The portfolio spans six domains — Clara for healthcare, Earth-2 for climate science, Nemotron for reasoning and multimodal AI, Cosmos for robotics and simulation, GR00T for embodied intelligence and Alpamayo for autonomous driving — creating a foundation for innovation across industries.

“These models are open to the world,” Huang said, underscoring NVIDIA’s role as a frontier AI builder with world-class models topping leaderboards. “You can create the model, evaluate it, guardrail it and deploy it.”

The road ahead

Following its CES 2026 AI chips announcement, NVIDIA Rubin systems are expected to ship to data centres through partners like Dell and HPE in the second half of 2026. Huang explained that NVIDIA builds entire systems now because it takes a full, optimised stack to deliver AI breakthroughs. “Our job is to create the entire stack so that all of you can create incredible applications for the rest of the world,” he said.

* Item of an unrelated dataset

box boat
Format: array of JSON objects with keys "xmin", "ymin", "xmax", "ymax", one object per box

Rubin will now start to produce, and partner products such as Dell or HPE servers will enter markets in the second half of 2026. Anticipate cloud providers such as AWS and Azure to be offering Rubin-powered experiences, reducing prices on AI apps to the point of creating videos or code 10x cheaper. By 2027, developers will train models 100x larger than current models (which will enable new breakthroughs in drug discovery or climate modeling), and everyday users will experience even faster AI assistants on phones and PCs.